While watching my family feverishly play word jumble one day, I decided to write a program to list anagrams. They're still addicted to that game, but I've long since finished up my program. Although it wasn't much effort, I thought I'd go over what I came up with. I wrote code to find single word anagrams, sub anagrams, and multi word anagrams. Since those may be my own nomenclature, I'll explain more clearly. What I'm calling a Single Word Anagram is a single word made up from all the letters of one or more words, such as "cat" to "act" and "resume" to "sure me." What I'm calling Sub Anagrams are possible shorter words made up from one or more words, such as "cat" to "catharsis" and "user" to "sure me." What I'm calling Multi Word anagrams are two or more words made up from all the letters of , such as "sure me" to "resume." Now let's get into my implementation. You should know that my implementation does assume you're more concerned about processing time than memory space.

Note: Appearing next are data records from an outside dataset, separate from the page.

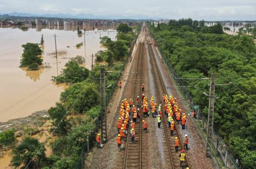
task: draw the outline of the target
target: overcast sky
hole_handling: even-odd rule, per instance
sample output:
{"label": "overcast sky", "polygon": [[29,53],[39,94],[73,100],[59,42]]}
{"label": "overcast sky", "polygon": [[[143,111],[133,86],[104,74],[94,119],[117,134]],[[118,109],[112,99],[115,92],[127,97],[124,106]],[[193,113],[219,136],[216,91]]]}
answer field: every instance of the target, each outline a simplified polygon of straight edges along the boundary
{"label": "overcast sky", "polygon": [[0,13],[256,20],[256,0],[0,0]]}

Also, I originally wrote the code in java, but that language is not very suited for code snippets... it's so, so verbose. So all my code examples are going to be in ruby, with an emphasis of being as concise as possible. I left out all the optimizations I did for my java program, I'm only intending to give a general example of how the code works. So the code runs very, very slowly for long words. But, you'll get the idea of what's going on.
Word ListBefore I get into my algorithms, I should go over obtaining a good word list, which is probably the most important step. A word list is exactly what it sounds like and it's what you'll use to determine if a word is real or not. There are lots of word lists out there and you should choose one depending on how thorough you want to be and what language you want to use. There's one in /usr/dict/words if you're using unix, but
it isn't very good. I like the
very flexible set I found at word list called scowl. It gives you a lot of different word lists you can pick and choose from. The word lists are found in "[scowl home]\final"; they're arranged by a description followed by their part number. A part number of 10 includes a small set of very common words, a part number of 95 contains a very large set of uncommon words. No two sets for a description contain the same word. For my word list, I used english-words.10, english-words.20, english-words.30, and english-words.40. You can trim down the word lists however you want.
By the way, I also found
a word list at wordnet that you can also use as a dictionary for looking up definitions. It's free, which is nice.
Single Word AnagramsAfter you have your word list, you need a good algorithm. Let's say you want to find all the anagrams of a word. The most straightforward solution is to find all the permutations of the letters in that word and then figure out which ones are real by comparing to your word list. Of course, this is horribly inefficient. I mean, for every n length word you're doing n! comparisons. It's doable on today's machines, just very, very slow.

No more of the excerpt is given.